When someone is wrongfully convicted, justice demands that they be compensated. While the New Zealand government refuses to recognise this in law, it does so in practice with a formal system for making "ex gratia" payments to victims of miscarriages of justice. The case is assessed on its merits, and a level of compensation fixed on the basis of the length of imprisonment, loss of livelihood and future earnings, and the degree of police malfeasance which led to the conviction. While IMHO the bar is set too high - the government requires victims to be actually innocent (as assessed on a balance of probabilities), whereas significant harm is still caused if the crown imprisons someone having failed to properly prove their case - there is at least some system for this.
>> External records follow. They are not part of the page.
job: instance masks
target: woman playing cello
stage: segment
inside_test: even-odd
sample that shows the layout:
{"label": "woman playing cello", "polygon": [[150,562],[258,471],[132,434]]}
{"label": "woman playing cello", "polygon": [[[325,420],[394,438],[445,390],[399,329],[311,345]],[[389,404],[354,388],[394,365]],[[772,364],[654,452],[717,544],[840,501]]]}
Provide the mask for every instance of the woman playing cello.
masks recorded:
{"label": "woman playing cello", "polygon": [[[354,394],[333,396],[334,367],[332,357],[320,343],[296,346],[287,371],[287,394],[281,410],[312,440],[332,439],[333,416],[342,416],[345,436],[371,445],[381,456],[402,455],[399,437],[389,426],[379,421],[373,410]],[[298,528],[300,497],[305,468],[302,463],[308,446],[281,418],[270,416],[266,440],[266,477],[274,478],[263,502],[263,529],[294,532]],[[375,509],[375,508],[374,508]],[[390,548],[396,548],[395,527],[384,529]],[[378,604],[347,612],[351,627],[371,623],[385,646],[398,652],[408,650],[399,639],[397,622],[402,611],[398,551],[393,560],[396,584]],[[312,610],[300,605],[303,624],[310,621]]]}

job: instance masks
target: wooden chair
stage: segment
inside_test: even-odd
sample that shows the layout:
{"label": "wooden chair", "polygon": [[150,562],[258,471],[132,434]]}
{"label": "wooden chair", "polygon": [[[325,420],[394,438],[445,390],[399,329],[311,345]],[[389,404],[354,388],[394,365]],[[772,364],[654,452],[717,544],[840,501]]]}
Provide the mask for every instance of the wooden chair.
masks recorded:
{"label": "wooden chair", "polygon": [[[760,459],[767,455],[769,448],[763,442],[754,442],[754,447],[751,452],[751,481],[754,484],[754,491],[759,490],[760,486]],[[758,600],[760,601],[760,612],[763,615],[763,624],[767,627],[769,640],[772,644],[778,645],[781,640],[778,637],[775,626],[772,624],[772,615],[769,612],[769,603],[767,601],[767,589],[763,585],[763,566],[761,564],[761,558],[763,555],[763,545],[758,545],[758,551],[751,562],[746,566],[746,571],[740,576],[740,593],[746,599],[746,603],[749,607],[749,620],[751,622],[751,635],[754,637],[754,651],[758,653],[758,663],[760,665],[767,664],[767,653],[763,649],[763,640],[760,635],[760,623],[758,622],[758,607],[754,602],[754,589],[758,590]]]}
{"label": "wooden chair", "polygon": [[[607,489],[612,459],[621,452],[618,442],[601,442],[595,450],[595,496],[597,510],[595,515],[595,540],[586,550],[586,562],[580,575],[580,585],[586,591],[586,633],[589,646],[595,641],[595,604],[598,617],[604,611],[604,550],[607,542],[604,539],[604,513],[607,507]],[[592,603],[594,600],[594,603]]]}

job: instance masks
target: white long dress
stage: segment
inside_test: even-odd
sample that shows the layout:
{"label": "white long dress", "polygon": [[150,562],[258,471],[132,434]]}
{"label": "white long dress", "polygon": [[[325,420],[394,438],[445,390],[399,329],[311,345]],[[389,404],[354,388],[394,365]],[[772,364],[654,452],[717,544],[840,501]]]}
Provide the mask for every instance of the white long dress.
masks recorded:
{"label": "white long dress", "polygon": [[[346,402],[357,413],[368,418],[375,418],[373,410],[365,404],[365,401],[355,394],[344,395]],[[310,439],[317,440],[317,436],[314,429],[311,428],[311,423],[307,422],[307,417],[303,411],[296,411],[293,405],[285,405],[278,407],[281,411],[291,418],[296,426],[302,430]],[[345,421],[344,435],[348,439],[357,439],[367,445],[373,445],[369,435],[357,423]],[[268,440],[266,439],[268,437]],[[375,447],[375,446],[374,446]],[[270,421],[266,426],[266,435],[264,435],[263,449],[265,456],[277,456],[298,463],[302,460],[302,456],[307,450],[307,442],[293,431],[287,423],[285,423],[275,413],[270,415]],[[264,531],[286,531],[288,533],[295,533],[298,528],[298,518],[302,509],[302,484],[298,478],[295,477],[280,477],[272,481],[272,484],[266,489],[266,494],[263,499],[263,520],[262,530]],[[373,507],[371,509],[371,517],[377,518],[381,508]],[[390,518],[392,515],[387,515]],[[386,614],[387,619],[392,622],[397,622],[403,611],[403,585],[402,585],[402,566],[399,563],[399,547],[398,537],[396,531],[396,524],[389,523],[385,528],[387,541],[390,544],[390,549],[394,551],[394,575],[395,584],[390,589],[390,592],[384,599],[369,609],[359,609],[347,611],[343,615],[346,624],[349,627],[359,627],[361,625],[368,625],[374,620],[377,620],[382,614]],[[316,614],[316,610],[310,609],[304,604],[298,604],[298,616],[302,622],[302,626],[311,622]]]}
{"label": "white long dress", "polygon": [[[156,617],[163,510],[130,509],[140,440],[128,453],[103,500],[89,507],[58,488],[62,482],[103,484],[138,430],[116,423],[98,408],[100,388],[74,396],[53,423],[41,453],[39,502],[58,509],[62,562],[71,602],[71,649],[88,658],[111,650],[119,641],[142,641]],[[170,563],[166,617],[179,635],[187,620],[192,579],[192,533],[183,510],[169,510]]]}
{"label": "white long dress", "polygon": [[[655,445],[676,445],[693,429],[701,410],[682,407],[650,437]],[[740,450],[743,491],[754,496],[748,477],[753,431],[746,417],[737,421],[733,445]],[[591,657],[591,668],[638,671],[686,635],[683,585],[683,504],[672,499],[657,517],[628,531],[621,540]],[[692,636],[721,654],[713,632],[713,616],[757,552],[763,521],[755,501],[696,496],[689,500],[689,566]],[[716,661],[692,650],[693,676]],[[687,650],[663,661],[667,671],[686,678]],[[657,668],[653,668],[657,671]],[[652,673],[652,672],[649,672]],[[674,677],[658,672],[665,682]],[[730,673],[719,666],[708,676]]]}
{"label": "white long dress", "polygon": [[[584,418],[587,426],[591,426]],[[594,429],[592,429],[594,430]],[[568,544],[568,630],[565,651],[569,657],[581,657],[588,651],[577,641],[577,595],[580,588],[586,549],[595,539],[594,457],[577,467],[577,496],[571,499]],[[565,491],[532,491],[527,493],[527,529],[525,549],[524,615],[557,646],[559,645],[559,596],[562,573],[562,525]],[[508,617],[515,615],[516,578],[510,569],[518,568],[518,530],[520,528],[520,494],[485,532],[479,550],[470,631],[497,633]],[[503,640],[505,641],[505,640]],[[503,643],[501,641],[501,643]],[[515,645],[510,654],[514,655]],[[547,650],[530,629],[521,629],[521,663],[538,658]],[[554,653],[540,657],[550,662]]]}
Or at least, there was. Justice Minister Judith Collins has just thrown it out the window in the David Bain case:
The Justice Minister has concerns about the report she received three months ago dealing with David Bain's compensation claim.
Retired Canadian Supreme Court judge Ian Binnie came to New Zealand in July to assess Mr Bain's claim for compensation after his wrongful imprisonment, and Mrs Collins received his report in early September.
Cabinet will ultimately decide whether to pay Mr Bain.
Judith Collins was supposed to release her decision about the claim before Christmas, but Prime Minister John Key told Newstalk ZB this morning that is now unlikely.
"I think it's a recommendation she doesn't agree with, or at least has concerns about."
So, the system now is that you get compensation, unless the Justice Minister decides that it might harm her "tough on crime" image, in which case you are shit out of luck. Its as appalling as it is arbitrary. But its Judith Collins to a "t", isn't it?
(I have no opinion on the actual merits of the Bain case, but he was found not guilty at his retrial, therefore his imprisonment was wrongful, end-of-story. And if Judith Collins can't accept that, it suggests that she has serious problems with our entire system of justice).